Je ne suis toujours pas sûre de ce que c'était, mais quelque chose dans un festival solo me semblait différent. Généralement, j'aime faire les choses seule. J'ai déjà voyagé, fait des randonnées, été au cinéma et au restaurant toute seule, mais cette expérience me semblait différente. Au début, je me suis sentie mal à l'aise, comme si j'étais la seule personne présente sans une gang avec qui rire, prendre des photos, boire ou danser. J'avais l'impression d'être de retour au secondaire, et je me suis dit que c'était sans doute ça qu'on ressentait quand on mangeait seul dans la cafétéria. Encore aujourd'hui, je déteste admettre que je ne me sentais pas à ma place. Pas trop longtemps après mon arrivée, j'avais besoin de me changer les idées, et quelques bières ont été un bon moyen d'apaiser mon stress. Le soir suivant, je me sentais déjà à l'aise. Je me suis fait des amis lors d'un des concerts et ils étaient vraiment surpris que je sois venue de si loin, toute seule, juste pour écouter de la musique. Leur réaction m'a fait sourire ! J'aime surprendre les gens, et ça m'a rappelé que je devrais plutôt être fière d'être ici. Après tout, ça m'a prit beaucoup de courage. Heureusement, rendue au troisième soir, plus rien ne me dérangeait. J'étais seule, et je m'en foutais complètement. Mon groupe préféré jouait ce soir-là, et j'en ai profité au max.

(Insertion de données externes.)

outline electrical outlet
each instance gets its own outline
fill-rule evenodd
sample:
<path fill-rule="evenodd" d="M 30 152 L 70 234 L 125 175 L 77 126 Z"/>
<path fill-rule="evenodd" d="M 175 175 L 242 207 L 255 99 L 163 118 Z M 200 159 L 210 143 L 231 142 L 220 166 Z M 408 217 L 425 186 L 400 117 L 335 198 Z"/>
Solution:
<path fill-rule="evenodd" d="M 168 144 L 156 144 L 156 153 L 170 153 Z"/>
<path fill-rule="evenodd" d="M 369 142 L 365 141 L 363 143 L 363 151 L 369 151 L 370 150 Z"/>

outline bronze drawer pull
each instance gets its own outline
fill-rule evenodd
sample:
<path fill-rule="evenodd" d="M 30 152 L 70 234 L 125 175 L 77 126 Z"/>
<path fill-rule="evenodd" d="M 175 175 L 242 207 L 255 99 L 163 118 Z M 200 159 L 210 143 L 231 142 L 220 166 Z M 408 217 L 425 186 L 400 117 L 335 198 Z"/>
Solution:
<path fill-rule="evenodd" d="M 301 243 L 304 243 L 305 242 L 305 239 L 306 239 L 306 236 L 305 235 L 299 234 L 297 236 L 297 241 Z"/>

J'ai fait en sorte d'arriver sur la scène assez tôt pour avoir une bonne place près de l'avant. Alors que de plus en plus de gens arrivaient pour le show et que le soleil incroyablement chaud de l'après-midi commençait à se coucher, je pouvais sentir l'énergie dans le parc commencer à monter. Mon espace personnel diminuait, et les discussions animées pouvaient être entendues dans la foule. Je sentais l'excitation dans l'air autour de moi.
Le spectacle a enfin commencé. D'abord, j'ai entendu un accord sur une guitare, puis l'explosion des cris, la combustion soudaine d'heures d'attente. À ce moment, nous avons collectivement oublié à quel point nous étions fatigués d'avoir dansé dans la chaleur toute la journée, ou les ampoules sur nos pieds, ou les coups de soleil sur nos épaules. Les cris et les frissons m'ont permis de rester présente et de garder les pieds sur terre, pendant que je dansais au rythme des chansons qui veulent tellement dire pour moi. J'ai passé les 75 minutes suivantes à me sentir au sommet du monde, et ce, même sans mes amis les plus proches. Le rappel est arrivé, et même si ma gorge était en feu à force d'avoir crié et que mes pieds avaient été piétinés, je me suis accrochée à cette dernière chanson comme si c'était la chose la plus importante au monde. Encore aujourd'hui, cette chanson a beaucoup d'importance pour moi. Après la fin de la chanson, je suis partie les oreilles bourdonnantes, les yeux brillants et la tête en feu. Je me suis effondrée dans mon lit et me suis endormie rapidement, la musique murmurant toujours dans mes oreilles.
Après ce dimanche soir, j'ai pris un Uber pour me rendre à l'aéroport, la tête remplie de beaux souvenirs. Je savais déjà que ce festival en serait un que je n'oublierai jamais.